Key Points
- Brazil is on pace to spend about 8% of GDP on interest in 2025.
- A 15% policy rate and fast-repricing debt keep the nominal deficit wide even if the primary gap is small.
- Debt is projected to keep rising into 2026 unless borrowing costs fall and fiscal rules regain credibility.
Brazil may end 2025 with the world’s heaviest interest burden relative to the size of its economy, a reminder that the fiscal fight is increasingly about the price of financing the state.
An analysis highlighted by Valor Econômico, drawing on the IMF’s Public Finances in Modern History database, puts Brazil at the top in 2024, with interest spending estimated at 8.28% of GDP.
In a comparison of 153 countries, the next-highest readings cited were Sri Lanka (7.81%), Pakistan (7.76%) and Bahrain (6.54%). Among large emerging markets, the same set lists Mexico at 6.48%, South Africa at 5.26% and India at 5.11%.
Domestic numbers show why the label sticks. In the 12 months through October 2025, net interest expenses reached R$987.2 billion ($183 billion), equivalent to 7.88% of GDP.
Brazil’s rising debt and interest burden shape investment climate
For full-year 2025, expectations are that the total surpasses R$1 trillion ($185 billion), keeping the headline close to 8% of GDP. The mechanics are straightforward and unforgiving.
With the Selic at 15% a year, a sizeable debt stock, and a structure that transmits high rates quickly into servicing costs, interest absorbs a large share of revenues.
Repeated fiscal carve-outs and one-off fixes can widen the risk premium and dull the impact of future rate cuts. The Senate’s Independent Fiscal Institution projects a 2025 nominal deficit of about 8.5% of GDP, combining interest near 8% and a primary deficit around 0.5%.

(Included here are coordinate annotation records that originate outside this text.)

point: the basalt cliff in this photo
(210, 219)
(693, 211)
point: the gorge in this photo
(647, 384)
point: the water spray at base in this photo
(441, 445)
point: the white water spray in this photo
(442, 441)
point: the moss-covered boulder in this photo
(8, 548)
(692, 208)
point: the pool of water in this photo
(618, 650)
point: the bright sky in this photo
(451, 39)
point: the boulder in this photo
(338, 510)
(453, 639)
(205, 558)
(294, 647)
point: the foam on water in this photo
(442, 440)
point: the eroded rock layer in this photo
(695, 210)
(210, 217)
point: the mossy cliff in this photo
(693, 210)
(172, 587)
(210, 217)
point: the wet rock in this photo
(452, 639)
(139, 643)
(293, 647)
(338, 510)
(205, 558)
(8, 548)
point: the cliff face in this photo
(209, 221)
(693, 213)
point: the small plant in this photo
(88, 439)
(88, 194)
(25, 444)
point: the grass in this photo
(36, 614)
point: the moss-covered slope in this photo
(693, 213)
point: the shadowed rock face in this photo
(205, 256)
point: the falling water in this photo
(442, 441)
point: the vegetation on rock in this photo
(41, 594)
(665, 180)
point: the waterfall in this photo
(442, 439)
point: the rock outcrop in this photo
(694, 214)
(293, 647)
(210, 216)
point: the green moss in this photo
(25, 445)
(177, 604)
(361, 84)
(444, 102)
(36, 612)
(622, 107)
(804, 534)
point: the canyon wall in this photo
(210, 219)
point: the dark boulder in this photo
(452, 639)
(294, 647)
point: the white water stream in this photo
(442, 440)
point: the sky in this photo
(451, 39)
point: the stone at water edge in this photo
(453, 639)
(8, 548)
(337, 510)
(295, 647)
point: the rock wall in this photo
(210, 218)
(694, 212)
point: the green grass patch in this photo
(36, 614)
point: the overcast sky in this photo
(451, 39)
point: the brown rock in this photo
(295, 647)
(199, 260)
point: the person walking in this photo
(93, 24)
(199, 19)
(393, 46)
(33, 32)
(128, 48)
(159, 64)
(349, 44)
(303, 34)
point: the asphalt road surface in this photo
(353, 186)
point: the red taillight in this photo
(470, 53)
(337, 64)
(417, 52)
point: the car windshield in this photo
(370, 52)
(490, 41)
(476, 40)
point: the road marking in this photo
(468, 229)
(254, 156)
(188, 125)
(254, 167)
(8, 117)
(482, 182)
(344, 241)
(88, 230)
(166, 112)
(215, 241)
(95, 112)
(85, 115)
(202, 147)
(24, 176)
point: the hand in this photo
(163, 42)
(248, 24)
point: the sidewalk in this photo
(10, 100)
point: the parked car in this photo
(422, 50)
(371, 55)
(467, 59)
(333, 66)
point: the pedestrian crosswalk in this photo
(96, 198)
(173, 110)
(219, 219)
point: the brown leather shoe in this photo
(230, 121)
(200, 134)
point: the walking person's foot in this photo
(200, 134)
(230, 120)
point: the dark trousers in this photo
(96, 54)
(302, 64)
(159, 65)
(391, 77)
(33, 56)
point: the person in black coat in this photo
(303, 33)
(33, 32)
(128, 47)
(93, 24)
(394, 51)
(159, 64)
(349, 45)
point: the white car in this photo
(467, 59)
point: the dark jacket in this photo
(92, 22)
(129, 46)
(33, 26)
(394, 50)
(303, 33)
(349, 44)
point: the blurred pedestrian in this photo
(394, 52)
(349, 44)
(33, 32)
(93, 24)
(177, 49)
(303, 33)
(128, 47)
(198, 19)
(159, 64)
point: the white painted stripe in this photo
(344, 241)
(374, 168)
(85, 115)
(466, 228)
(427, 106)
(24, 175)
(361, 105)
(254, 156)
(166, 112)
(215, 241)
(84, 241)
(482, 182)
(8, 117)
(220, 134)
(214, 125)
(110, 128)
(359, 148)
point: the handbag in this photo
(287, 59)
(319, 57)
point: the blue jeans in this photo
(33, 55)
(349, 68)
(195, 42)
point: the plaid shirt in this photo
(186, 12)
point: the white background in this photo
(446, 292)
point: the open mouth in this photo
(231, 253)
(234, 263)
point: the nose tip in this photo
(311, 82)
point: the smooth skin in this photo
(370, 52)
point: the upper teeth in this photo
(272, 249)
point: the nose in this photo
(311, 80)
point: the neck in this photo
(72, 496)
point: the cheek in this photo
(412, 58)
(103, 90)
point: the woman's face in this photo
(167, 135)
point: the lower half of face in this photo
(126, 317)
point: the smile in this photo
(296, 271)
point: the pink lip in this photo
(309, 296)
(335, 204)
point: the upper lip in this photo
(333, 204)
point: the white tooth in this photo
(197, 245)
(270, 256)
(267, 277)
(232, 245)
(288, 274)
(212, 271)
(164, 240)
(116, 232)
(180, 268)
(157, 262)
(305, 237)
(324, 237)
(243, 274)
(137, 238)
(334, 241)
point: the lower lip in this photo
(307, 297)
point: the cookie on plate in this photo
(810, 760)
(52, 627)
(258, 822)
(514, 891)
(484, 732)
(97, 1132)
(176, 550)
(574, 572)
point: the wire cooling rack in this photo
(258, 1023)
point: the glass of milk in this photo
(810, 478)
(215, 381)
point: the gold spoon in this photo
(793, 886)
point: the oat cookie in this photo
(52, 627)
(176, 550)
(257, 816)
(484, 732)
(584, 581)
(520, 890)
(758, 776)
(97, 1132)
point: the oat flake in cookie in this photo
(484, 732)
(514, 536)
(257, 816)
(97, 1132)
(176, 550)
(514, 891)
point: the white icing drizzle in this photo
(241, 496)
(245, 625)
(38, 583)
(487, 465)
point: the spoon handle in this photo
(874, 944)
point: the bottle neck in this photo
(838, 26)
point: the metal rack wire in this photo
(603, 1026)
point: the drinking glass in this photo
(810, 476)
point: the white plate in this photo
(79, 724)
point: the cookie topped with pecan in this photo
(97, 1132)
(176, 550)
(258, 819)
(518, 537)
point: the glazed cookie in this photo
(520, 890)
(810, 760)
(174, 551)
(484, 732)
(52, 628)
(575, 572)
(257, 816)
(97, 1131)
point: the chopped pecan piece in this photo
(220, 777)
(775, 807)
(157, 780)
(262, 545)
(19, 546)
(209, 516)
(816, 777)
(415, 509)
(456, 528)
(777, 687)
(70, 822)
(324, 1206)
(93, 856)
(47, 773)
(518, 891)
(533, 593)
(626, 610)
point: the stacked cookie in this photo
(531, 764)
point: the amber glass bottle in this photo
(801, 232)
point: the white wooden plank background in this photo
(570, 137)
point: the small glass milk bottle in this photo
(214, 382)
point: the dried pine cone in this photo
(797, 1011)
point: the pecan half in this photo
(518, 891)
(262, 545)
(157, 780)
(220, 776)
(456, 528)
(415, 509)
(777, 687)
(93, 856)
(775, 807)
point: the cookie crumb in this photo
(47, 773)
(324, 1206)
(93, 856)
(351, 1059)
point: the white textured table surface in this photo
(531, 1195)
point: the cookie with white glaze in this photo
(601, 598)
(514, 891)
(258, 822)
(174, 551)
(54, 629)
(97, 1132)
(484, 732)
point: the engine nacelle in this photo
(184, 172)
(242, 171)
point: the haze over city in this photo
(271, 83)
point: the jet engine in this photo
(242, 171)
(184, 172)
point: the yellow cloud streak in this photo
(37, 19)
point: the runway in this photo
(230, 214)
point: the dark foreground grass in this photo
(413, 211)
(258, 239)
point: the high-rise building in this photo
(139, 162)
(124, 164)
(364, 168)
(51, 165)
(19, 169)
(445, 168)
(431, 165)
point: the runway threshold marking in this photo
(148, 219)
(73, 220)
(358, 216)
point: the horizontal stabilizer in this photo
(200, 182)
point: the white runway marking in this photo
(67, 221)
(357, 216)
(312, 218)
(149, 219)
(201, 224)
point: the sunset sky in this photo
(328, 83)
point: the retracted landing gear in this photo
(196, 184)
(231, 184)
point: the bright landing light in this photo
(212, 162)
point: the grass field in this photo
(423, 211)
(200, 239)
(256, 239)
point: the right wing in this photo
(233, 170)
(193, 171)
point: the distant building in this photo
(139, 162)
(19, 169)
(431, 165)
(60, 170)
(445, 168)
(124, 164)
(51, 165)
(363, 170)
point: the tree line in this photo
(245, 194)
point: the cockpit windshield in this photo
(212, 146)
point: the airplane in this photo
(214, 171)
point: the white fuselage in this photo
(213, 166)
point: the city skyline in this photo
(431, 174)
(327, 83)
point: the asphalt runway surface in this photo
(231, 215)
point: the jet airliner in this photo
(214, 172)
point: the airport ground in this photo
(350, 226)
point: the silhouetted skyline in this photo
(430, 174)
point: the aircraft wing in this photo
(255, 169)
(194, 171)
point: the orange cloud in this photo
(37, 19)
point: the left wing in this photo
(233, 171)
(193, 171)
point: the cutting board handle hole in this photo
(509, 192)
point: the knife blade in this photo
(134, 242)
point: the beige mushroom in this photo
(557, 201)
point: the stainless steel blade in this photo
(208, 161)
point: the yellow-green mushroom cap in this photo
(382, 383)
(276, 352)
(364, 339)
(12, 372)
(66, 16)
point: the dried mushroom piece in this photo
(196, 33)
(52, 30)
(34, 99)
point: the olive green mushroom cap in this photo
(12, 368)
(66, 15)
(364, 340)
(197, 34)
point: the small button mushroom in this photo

Debt is still climbing. IFI estimates gross debt rose from 71.7% of GDP at end-2022 and could reach 77.6% in 2025 and 82.4% in 2026. Even if rate cuts begin, relief may arrive slowly.
For readers abroad, the stakes are clear: high interest crowds out investment and keeps Brazil’s risk premium elevated. Brazil’s carry may still attract capital — but the interest bill is setting the terms.